Granick is correct. CISA expressly preempts state laws: “This title supersedes any statute or other provision of law of a State or political subdivision of a State that restricts or otherwise expressly regulates an activity authorized under this title.” But that’s actually a good thing.
The need for federal preemption is a driving force behind the cybersecurity legislative efforts. ECPA does not preempt state laws governing the interception of electronic communications; this was recently affirmed by courts with regard to California's Invasion of Privacy Act. Therefore, absent legislation that expressly preempts state law in the undertaking of monitoring of electronic communications for the purposes of cybersecurity information sharing, both electronic communication service providers and other industry companies, as well as third-party CSPs, may face state liability or criminal sanctions even if conforming to the provisions of ECPA.

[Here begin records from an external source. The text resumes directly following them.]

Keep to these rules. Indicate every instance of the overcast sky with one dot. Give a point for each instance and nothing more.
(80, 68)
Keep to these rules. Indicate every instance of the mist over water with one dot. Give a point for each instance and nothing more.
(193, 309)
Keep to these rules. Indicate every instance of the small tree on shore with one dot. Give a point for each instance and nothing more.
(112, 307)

The majority of states have wiretap laws, some of which are more stringent than the federal Wiretap Act. Twelve states require all parties to a communication to consent to interception, though the states differ on application to internet communications. Significantly, the California Supreme Court has determined that state wiretap laws can be applied to activity occurring outside the state. In Kearne v. Salomon Smith Barney, lnc., the state Supreme Court determined that a Georgia law firm who placed a call from Georgia (one-party consent required) to California (all-party consent required) and recorded the conversation without consent, violated California law despite the act occurring outside of the state. This indicates that security CSPs may be required to obtain all-party consent in order to monitor the content of communications where those communications might originate or terminate in California. Beyond the practical limitations on knowing where parties to an electronic communication are geographically located, many, perhaps a majority, of technology companies and electronic communication service providers will be headquartered or have offices within California. Providers were therefore required by default to apply California law. CISA creates a set of uniform federal rules to apply on a national basis.

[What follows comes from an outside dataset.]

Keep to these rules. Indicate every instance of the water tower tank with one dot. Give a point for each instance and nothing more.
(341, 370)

The Scope of a Cybersecurity Purpose
CISA is clearly aimed at eliminating the concerns and uncertainty created by ECPA and state laws about information sharing. However, it does so only to a limited set of monitorings—those which are conducted “for cybersecurity purposes.” Under the act, the “term ‘cybersecurity purpose’ means the purpose of protecting an information system or information that is stored on, processed by, or transiting an information system from a cybersecurity threat or security vulnerability.”
Therefore, ECPA’s protections remain in place for any activity—for example, advertising or human resources—that is not conducted for that purpose. Despite vague allegations from critics that “cybersecurity purpose” could be read to be all-encompassing, the various definitions and limitations within the act work to create a limited set of permissible activities. CISA seeks to generate more, not less, certainty for private industry regarding the legal limitations on cybersecurity monitoring.